Mr. Owen ventures into pure imagination and fantasy when he states, “… Surfrider abandoned its legal strategy when it determined that a significant number of its members did not agree with its position. …”
We are a grassroots organization with local chapters nationwide. Our San Diego chapter has not “abandoned” anything. We continue to oppose this project, and we’re simultaneously continuing our advocacy for preferred water management alternatives that meet our mission of restoring and protecting our coast and ocean.
Finally, Mr. Owen asserts that our efforts are aimed at undermining Poseidon’s efforts to get government subsidies and finance the project through the sale of corporate bonds. Nothing could be further from the truth. Investors and the communities planning on this new supply of water should know that none of the permits or entitlements is final. Investments in the financial markets come with risks. We will leave it to individual investors to decide whether a project with so many outstanding “clouds” on the project entitlements is a wise use of their money.
Like Mr. Owen, we “look forward to getting on with the business of creating high-paying jobs and providing a reliable water supply.”

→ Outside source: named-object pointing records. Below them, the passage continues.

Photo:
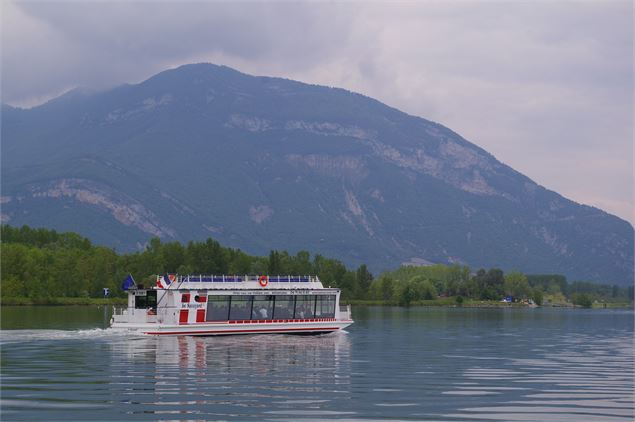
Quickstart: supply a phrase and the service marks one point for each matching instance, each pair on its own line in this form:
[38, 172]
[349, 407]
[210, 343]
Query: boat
[206, 305]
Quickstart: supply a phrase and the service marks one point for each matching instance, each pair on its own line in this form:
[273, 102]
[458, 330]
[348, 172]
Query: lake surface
[59, 363]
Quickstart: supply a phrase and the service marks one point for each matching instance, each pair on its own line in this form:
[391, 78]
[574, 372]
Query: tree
[583, 299]
[364, 280]
[537, 296]
[516, 285]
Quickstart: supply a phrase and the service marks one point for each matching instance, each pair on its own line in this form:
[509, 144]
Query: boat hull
[235, 327]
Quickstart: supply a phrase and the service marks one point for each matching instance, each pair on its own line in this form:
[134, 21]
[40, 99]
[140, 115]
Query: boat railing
[345, 312]
[203, 278]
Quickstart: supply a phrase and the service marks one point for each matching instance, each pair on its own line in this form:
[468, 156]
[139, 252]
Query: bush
[583, 299]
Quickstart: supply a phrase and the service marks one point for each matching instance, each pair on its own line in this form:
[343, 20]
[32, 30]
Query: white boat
[219, 305]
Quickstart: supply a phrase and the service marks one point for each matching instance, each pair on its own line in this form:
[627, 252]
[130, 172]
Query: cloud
[547, 87]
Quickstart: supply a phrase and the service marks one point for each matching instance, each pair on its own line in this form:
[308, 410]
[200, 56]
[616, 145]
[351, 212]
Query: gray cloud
[547, 87]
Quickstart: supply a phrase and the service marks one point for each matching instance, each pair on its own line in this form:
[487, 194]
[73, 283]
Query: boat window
[147, 301]
[284, 307]
[305, 307]
[240, 307]
[325, 307]
[217, 308]
[262, 308]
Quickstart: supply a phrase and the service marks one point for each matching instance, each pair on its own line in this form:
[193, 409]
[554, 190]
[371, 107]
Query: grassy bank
[63, 301]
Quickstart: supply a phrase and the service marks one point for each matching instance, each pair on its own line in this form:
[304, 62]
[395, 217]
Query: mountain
[265, 163]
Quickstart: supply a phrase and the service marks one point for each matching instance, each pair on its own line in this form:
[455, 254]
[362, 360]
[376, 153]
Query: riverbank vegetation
[41, 266]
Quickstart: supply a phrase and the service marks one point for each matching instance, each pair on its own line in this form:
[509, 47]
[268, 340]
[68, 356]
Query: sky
[545, 86]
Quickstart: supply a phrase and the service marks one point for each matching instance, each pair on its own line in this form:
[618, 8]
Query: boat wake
[18, 336]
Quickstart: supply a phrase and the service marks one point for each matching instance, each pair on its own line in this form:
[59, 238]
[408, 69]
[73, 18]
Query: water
[393, 363]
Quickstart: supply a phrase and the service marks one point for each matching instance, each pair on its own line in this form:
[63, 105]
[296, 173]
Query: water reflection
[218, 376]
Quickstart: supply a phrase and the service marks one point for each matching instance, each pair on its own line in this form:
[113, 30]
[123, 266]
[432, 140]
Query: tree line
[39, 263]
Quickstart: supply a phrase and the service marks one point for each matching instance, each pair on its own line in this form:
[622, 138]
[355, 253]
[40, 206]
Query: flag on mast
[128, 283]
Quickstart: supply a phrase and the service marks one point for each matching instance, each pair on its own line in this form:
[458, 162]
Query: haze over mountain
[265, 163]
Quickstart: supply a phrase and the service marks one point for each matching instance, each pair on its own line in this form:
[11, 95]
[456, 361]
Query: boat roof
[235, 282]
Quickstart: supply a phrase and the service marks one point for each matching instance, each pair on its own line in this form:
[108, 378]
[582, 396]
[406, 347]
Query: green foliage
[582, 299]
[516, 285]
[40, 264]
[537, 295]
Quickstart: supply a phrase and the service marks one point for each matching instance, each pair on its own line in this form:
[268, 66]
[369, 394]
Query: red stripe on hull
[271, 330]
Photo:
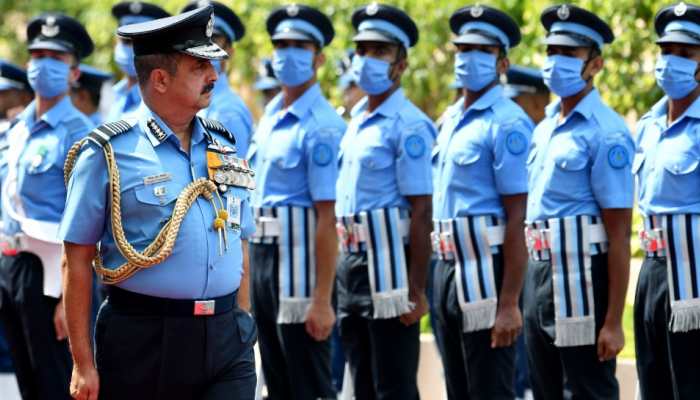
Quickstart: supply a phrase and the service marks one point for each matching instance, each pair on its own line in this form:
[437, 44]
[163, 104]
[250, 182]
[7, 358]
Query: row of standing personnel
[388, 184]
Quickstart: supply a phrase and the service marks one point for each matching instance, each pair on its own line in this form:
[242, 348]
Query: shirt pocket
[376, 158]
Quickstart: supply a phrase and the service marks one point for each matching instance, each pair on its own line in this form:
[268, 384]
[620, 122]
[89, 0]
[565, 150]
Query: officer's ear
[160, 80]
[319, 59]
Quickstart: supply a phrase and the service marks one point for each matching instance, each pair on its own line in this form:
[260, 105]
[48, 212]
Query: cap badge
[50, 29]
[563, 12]
[680, 9]
[136, 7]
[293, 10]
[372, 9]
[210, 26]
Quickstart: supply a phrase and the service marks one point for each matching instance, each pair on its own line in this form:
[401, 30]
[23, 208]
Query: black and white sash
[569, 244]
[472, 241]
[383, 234]
[293, 230]
[677, 237]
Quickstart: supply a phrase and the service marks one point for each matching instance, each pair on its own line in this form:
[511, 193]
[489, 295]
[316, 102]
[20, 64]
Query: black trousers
[473, 370]
[296, 366]
[143, 355]
[42, 363]
[383, 353]
[667, 362]
[565, 372]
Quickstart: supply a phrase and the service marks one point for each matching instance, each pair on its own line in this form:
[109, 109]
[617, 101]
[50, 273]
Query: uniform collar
[388, 108]
[145, 114]
[53, 117]
[585, 107]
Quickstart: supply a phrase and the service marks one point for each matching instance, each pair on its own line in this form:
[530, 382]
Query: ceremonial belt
[293, 230]
[471, 242]
[383, 234]
[569, 243]
[141, 304]
[677, 238]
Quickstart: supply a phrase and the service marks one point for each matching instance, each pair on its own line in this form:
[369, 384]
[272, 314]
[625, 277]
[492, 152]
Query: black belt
[141, 304]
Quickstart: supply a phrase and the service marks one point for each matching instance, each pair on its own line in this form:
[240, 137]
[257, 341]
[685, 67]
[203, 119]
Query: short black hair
[145, 64]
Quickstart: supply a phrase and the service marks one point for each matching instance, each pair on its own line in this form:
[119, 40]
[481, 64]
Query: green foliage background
[627, 83]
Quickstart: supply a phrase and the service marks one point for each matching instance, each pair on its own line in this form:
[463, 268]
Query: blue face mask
[293, 66]
[217, 66]
[562, 75]
[48, 76]
[371, 74]
[475, 69]
[676, 75]
[124, 57]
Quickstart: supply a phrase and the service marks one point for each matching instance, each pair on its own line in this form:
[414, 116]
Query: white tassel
[293, 310]
[479, 315]
[685, 315]
[391, 304]
[577, 331]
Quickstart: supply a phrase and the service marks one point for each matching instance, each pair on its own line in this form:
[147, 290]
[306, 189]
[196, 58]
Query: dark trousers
[42, 364]
[667, 362]
[296, 366]
[383, 353]
[473, 370]
[565, 372]
[149, 356]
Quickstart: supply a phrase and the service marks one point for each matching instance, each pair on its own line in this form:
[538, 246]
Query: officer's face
[68, 58]
[502, 62]
[193, 82]
[319, 58]
[681, 50]
[593, 62]
[388, 52]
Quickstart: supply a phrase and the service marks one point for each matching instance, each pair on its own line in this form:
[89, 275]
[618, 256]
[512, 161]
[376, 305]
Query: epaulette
[218, 127]
[103, 133]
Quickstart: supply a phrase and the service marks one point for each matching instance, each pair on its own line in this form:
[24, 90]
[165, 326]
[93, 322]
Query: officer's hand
[419, 310]
[320, 320]
[611, 340]
[507, 327]
[84, 383]
[59, 322]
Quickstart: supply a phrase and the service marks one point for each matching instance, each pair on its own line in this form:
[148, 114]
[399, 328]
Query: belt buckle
[204, 307]
[535, 239]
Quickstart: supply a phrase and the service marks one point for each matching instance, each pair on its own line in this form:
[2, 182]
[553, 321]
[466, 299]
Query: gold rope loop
[162, 246]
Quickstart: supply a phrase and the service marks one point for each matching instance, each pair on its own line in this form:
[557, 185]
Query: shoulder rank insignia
[103, 133]
[218, 127]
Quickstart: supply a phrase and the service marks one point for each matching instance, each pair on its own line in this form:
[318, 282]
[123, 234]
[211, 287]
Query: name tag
[153, 179]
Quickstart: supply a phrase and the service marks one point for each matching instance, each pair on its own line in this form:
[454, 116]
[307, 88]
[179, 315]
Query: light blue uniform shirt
[480, 156]
[229, 109]
[40, 166]
[667, 160]
[580, 165]
[195, 269]
[295, 151]
[126, 101]
[385, 156]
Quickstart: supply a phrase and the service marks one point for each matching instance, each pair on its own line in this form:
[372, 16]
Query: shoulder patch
[415, 146]
[618, 156]
[218, 127]
[516, 142]
[103, 133]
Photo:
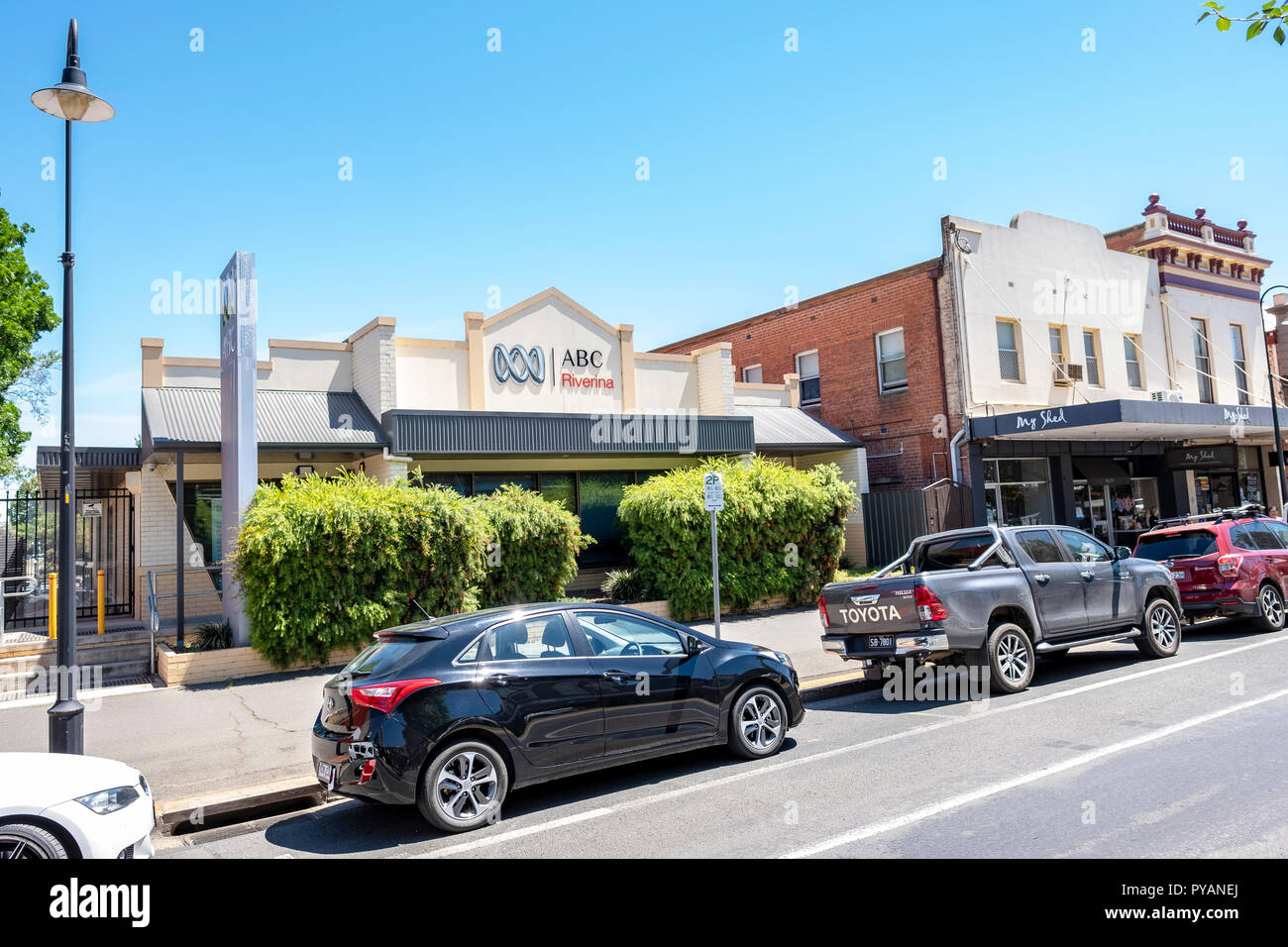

We respectfully disagree that Southern California’s water supply portfolio demands this project, and we will continue advocating for sound alternatives that provide multiple benefits like reducing wasted energy, pollution prevention and protection of marine life and healthy coasts and oceans. We also look forward to getting on with the state’s efforts to restore and protect our precious marine life and reduce the multiple threats of climate change.
We hope Mr. Owen will join the Surfrider Foundation, San Diego Coastkeeper and more than 40 other statewide groups to ensure we meet this critical goal.
JOE GEEVER is the California policy coordinator for the Surfrider Foundation based in San Clemente.